Have you tried something like this?
new Image().src = ‘path/to/javascript.js’;
new Image().src = ‘path/to/css.css’;
…and seeing if that works?
August 27th, 2009 at 12:01 pm
Hey Dave, good point for the ajax part. Using image to preload JS and CSS is not an option is FF, it has a separate cache for images and separate for JS/CSS.
August 28th, 2009 at 9:28 am
[...] The art and craft of postload preloads / phpied.com http://www.phpied.com/the-art-and-craft-of-postload-preloads – view page – cached Stoyan’s blog about (x)html, ajax, bookmarklets, browsers, css, firebug, javascript, json, mdb2, mysql, pear, performance, php, phpbb, tools, yslow, yui, writing, music,… life and everything. — From the page [...]

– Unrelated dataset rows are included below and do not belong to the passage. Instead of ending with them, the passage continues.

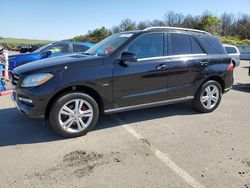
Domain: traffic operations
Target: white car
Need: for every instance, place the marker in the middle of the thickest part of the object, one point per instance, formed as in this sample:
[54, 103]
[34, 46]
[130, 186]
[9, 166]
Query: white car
[234, 53]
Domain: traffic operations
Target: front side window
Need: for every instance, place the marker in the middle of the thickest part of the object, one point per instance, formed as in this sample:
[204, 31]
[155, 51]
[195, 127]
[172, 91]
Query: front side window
[231, 50]
[59, 49]
[110, 44]
[79, 48]
[147, 46]
[181, 44]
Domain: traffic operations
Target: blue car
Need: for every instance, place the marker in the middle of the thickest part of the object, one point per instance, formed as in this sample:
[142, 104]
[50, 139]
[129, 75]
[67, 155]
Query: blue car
[51, 50]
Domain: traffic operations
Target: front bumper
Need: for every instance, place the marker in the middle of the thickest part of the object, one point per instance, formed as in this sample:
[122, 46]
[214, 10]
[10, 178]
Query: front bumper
[27, 109]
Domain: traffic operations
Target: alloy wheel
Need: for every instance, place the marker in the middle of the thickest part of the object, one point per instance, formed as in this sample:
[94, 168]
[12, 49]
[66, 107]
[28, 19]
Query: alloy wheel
[210, 97]
[76, 115]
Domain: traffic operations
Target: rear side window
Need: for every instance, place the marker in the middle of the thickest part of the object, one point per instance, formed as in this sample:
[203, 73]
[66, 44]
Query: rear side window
[231, 50]
[211, 44]
[59, 49]
[150, 45]
[183, 44]
[79, 48]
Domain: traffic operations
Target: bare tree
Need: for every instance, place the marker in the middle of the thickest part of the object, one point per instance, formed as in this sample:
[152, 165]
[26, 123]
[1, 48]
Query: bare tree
[143, 25]
[127, 25]
[227, 24]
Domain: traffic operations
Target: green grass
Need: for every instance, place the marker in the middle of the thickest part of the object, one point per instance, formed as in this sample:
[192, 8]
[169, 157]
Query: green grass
[17, 42]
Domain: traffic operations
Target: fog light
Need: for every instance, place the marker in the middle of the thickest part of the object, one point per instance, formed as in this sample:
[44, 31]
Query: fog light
[29, 101]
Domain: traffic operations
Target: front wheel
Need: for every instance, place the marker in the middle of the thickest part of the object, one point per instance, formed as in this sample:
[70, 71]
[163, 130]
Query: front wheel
[74, 114]
[208, 97]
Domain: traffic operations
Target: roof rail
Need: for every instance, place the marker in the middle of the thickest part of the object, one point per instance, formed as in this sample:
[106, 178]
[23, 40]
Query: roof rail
[177, 28]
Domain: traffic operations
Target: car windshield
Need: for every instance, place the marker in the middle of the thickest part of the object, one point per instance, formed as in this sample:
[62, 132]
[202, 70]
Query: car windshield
[39, 50]
[109, 45]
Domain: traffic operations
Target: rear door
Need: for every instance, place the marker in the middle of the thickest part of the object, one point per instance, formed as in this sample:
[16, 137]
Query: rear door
[144, 81]
[188, 63]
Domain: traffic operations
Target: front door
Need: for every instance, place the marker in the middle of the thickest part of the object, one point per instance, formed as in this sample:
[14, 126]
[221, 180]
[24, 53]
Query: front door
[188, 64]
[144, 81]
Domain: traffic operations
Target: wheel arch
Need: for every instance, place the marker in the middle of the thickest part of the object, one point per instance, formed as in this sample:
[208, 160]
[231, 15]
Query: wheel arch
[217, 79]
[80, 88]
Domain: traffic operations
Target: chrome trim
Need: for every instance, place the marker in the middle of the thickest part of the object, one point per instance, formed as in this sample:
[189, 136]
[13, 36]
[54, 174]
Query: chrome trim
[13, 98]
[171, 56]
[159, 103]
[177, 28]
[17, 77]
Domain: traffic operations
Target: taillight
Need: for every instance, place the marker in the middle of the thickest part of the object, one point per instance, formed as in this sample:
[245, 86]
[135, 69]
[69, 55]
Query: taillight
[230, 67]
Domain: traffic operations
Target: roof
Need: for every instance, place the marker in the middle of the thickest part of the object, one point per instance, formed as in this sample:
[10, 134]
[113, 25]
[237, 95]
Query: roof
[176, 28]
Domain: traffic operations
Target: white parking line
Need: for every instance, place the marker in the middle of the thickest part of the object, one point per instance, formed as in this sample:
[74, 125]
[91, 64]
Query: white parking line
[164, 157]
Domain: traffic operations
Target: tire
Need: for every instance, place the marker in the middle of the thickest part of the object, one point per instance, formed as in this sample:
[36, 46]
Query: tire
[203, 96]
[74, 114]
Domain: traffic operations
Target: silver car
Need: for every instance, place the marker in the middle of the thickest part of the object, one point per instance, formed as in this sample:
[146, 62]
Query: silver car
[234, 53]
[244, 52]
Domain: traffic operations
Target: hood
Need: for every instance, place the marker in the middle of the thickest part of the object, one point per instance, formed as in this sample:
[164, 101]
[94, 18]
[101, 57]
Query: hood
[58, 63]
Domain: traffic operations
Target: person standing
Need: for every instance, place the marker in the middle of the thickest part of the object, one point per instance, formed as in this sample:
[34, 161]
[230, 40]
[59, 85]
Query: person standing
[5, 61]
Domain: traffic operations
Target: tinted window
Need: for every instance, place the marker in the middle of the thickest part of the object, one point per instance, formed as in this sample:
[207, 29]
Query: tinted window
[150, 45]
[211, 44]
[183, 44]
[59, 48]
[231, 50]
[79, 48]
[196, 49]
[179, 44]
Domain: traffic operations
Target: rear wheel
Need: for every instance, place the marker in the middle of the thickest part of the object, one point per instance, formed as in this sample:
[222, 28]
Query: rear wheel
[208, 97]
[74, 114]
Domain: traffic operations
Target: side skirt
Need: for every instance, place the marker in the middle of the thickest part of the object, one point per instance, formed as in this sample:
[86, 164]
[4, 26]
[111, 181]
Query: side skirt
[148, 105]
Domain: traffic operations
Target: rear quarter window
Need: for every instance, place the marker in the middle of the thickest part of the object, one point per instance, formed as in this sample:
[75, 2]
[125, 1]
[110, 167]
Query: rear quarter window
[230, 50]
[211, 44]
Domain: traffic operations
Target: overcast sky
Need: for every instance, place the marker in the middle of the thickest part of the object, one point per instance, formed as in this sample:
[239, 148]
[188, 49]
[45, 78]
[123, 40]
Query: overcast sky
[62, 19]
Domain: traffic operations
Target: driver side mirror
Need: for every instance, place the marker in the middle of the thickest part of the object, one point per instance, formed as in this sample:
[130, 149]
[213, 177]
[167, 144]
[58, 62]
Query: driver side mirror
[128, 57]
[46, 54]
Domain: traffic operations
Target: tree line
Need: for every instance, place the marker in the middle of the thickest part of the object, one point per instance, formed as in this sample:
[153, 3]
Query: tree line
[226, 25]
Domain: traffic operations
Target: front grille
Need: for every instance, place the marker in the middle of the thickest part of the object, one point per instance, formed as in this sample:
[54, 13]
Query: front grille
[15, 79]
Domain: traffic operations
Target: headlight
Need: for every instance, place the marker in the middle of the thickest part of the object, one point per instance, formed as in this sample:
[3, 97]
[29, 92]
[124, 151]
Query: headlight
[12, 58]
[36, 79]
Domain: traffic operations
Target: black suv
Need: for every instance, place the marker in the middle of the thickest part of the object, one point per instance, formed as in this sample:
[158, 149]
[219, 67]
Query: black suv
[126, 71]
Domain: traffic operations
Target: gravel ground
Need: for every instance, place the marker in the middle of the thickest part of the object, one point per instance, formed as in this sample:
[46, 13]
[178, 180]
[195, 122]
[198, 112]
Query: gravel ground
[169, 146]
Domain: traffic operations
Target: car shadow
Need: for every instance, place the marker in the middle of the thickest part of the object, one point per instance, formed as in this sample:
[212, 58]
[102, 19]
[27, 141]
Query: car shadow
[16, 128]
[242, 87]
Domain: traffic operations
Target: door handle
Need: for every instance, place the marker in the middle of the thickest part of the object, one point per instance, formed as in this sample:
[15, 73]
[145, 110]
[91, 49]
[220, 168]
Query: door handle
[161, 67]
[204, 63]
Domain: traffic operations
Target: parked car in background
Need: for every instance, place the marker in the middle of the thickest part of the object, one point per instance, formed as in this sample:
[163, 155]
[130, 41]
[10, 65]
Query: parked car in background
[25, 49]
[47, 51]
[234, 53]
[126, 71]
[244, 52]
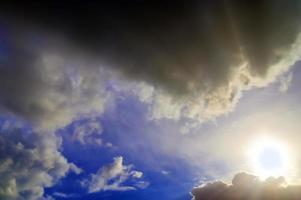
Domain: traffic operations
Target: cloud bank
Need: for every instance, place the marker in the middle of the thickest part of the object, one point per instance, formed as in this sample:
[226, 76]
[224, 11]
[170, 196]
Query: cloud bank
[195, 57]
[29, 162]
[248, 187]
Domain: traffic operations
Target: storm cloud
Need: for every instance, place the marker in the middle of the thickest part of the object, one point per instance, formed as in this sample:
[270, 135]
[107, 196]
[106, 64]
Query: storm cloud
[248, 187]
[198, 56]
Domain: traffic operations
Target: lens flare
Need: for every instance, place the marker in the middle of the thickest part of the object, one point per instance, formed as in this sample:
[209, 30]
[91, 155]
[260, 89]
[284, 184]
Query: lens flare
[270, 157]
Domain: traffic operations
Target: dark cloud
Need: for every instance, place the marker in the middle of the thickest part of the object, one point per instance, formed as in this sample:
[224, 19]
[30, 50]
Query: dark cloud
[248, 187]
[174, 44]
[199, 54]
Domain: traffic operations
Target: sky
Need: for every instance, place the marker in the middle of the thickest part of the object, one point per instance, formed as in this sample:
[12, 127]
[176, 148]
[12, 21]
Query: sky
[144, 100]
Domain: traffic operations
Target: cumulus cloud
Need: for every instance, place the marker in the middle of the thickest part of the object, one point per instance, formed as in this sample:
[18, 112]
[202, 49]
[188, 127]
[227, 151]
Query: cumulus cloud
[248, 187]
[285, 82]
[199, 56]
[113, 177]
[45, 85]
[88, 132]
[29, 162]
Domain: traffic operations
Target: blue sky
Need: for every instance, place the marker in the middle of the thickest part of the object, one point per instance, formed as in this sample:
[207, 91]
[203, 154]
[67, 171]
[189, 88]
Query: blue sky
[146, 100]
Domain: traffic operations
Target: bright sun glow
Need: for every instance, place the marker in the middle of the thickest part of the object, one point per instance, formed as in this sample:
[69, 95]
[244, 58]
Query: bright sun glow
[269, 157]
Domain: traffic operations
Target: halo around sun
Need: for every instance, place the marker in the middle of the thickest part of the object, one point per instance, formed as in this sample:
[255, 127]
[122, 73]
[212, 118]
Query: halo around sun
[270, 157]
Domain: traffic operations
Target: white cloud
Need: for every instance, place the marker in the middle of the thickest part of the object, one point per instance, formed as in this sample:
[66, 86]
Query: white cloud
[285, 82]
[29, 162]
[113, 177]
[88, 132]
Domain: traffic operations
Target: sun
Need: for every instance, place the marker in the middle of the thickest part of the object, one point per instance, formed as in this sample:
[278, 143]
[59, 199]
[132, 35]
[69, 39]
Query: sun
[269, 157]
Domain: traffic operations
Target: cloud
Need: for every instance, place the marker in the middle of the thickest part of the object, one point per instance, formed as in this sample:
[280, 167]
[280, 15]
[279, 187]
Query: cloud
[198, 56]
[88, 132]
[113, 176]
[248, 187]
[29, 162]
[43, 82]
[285, 82]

August 30th, 2009 at 10:16 pm
Re: Method #1
To avoid having the downloaded js executed you may try this:
js.type = “text/html”;
The browser would (well, should) download the script, do absolutely nothing with it bar for storing it in its cache and your next page will find the script already waiting in the cache…

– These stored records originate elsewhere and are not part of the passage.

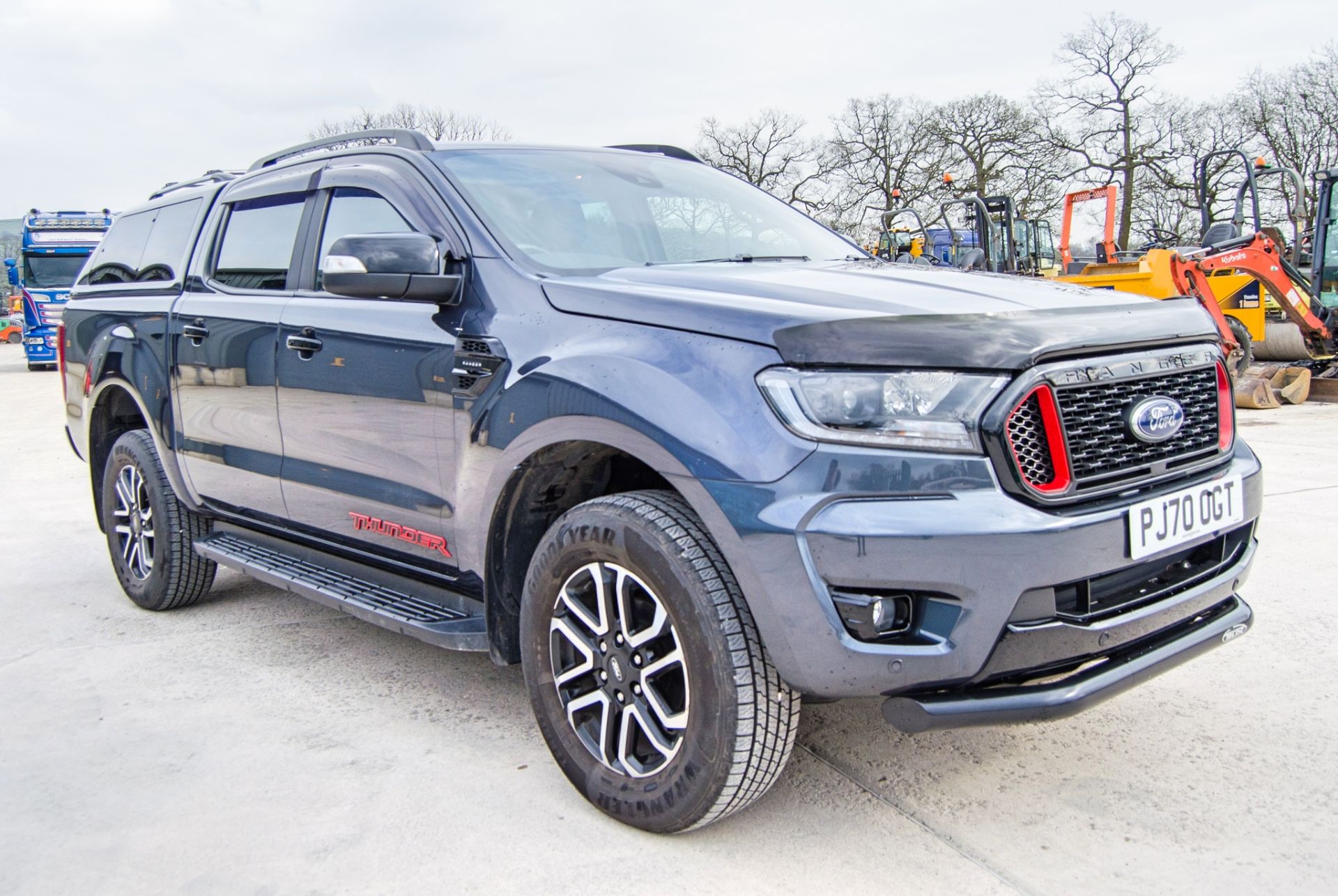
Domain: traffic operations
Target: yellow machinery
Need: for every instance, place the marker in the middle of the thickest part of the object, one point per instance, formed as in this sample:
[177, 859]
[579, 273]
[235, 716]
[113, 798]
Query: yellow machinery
[1151, 275]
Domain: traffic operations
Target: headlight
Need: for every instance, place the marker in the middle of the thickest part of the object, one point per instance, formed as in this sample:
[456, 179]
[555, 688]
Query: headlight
[929, 410]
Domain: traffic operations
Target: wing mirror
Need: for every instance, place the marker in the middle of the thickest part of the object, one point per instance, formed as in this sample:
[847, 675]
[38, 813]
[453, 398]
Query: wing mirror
[390, 265]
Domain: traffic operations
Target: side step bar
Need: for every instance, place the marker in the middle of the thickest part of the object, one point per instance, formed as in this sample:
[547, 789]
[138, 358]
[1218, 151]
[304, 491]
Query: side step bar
[446, 626]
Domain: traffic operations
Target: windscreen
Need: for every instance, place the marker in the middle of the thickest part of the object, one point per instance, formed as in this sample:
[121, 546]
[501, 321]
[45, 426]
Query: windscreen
[51, 272]
[571, 212]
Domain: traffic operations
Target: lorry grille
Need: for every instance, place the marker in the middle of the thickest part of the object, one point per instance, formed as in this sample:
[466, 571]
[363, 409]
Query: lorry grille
[1100, 446]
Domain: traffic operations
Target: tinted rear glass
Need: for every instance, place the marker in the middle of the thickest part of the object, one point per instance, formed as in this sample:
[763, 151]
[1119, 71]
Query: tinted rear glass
[145, 247]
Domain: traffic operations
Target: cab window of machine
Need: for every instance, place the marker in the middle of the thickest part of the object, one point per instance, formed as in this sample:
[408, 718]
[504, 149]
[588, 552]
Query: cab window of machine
[353, 210]
[256, 250]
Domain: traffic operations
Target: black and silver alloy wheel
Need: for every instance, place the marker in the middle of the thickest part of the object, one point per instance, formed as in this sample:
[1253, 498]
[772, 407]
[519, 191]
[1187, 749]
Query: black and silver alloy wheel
[619, 669]
[151, 534]
[135, 522]
[645, 670]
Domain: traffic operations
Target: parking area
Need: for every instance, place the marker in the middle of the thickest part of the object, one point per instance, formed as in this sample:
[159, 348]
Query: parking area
[257, 743]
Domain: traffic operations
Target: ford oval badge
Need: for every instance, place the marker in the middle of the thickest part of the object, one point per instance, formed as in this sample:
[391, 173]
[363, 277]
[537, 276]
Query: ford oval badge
[1155, 419]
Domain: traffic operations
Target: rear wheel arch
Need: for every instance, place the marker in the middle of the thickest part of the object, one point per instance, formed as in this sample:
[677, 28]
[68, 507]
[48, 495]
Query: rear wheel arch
[116, 408]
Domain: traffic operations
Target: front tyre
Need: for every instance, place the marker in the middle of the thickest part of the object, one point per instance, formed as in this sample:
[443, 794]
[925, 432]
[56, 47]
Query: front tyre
[151, 534]
[644, 667]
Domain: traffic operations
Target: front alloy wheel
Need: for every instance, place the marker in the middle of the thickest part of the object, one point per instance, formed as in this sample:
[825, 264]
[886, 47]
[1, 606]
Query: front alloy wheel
[645, 670]
[619, 669]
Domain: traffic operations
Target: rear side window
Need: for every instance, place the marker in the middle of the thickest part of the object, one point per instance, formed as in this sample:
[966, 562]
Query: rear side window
[145, 247]
[257, 244]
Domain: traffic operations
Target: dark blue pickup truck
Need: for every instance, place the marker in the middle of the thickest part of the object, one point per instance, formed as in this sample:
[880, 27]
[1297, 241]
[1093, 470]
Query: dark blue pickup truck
[677, 449]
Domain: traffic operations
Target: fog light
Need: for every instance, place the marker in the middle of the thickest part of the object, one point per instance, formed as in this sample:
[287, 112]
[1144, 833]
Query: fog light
[874, 617]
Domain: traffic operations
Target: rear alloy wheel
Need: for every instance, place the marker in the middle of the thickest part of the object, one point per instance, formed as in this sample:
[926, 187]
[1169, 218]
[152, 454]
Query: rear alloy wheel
[151, 532]
[645, 670]
[134, 529]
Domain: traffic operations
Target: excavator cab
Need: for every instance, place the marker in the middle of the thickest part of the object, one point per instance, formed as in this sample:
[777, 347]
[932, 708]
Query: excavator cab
[1323, 275]
[903, 238]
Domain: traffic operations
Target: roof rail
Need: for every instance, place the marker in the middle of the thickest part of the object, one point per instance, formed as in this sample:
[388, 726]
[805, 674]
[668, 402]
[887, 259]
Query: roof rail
[208, 177]
[397, 135]
[659, 149]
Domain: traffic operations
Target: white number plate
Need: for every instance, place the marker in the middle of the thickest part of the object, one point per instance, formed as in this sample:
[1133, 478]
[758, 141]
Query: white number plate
[1166, 522]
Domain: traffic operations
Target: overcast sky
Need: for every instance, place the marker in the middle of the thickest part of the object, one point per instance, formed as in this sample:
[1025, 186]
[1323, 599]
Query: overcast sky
[107, 99]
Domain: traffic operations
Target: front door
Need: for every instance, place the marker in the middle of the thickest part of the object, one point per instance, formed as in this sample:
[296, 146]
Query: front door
[364, 392]
[226, 336]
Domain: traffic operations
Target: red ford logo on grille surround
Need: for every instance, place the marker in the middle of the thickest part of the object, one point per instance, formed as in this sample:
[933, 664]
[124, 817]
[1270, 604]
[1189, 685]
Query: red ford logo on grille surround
[1155, 419]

September 10th, 2009 at 7:28 am
[...] The prowess and foxiness of postload preloads / phpied.com [...]
September 13th, 2009 at 12:50 am
Never thought of XHRing to a script and not using/appending it. Does get cached though, very cool.
March 3rd, 2010 at 8:23 am
nice document, i liked method 1
April 22nd, 2010 at 8:03 am
do we know if browsers cache XHR the same way than JS files ? (or even CSS)

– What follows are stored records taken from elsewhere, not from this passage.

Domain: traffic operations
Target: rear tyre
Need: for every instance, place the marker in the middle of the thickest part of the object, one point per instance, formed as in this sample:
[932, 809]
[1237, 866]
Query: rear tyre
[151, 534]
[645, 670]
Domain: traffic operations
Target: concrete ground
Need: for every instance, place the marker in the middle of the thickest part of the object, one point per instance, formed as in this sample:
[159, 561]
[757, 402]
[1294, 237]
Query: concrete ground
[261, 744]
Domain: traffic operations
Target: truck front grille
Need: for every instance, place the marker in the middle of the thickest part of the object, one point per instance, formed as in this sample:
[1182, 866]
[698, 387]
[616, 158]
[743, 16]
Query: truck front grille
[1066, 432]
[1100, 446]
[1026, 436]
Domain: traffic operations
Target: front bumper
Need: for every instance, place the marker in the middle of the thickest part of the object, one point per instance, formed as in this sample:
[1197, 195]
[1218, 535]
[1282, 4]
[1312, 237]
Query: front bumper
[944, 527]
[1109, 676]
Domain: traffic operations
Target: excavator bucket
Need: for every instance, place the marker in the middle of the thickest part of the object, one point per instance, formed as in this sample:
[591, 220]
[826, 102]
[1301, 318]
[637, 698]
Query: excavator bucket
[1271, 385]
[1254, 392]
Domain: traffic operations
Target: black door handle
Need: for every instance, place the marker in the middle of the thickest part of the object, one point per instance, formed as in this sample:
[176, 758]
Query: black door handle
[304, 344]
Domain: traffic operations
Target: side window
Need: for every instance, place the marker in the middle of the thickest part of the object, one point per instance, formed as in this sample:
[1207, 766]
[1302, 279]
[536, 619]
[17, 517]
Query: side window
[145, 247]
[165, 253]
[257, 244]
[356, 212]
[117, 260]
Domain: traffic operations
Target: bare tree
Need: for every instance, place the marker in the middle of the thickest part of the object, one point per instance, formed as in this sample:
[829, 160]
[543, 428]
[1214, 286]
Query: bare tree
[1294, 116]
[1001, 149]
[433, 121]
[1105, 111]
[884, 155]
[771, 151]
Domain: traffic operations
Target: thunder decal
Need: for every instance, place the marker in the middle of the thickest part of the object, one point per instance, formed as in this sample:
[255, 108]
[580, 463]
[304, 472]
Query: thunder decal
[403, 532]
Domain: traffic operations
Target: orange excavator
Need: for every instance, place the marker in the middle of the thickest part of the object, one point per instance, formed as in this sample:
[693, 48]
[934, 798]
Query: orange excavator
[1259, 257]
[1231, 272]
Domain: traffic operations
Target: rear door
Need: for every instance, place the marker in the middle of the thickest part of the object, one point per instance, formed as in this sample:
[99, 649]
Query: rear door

I mean : maybe that some have separate process to store XHR results and JS files so this technique might cache them twice ?
May 2nd, 2011 at 12:27 pm
Well, if your gonna get the most out of XHR requests you need to go a little furthur than that by creating xhr requests objects per request, store them in an array and then reuse the objects once they are free’ed! This will maintain a good code standard.
just my thoughts! =)
July 19th, 2011 at 4:01 am
This is awesome.. love the color scheme and clarity here. Really simply/concise. Thanks!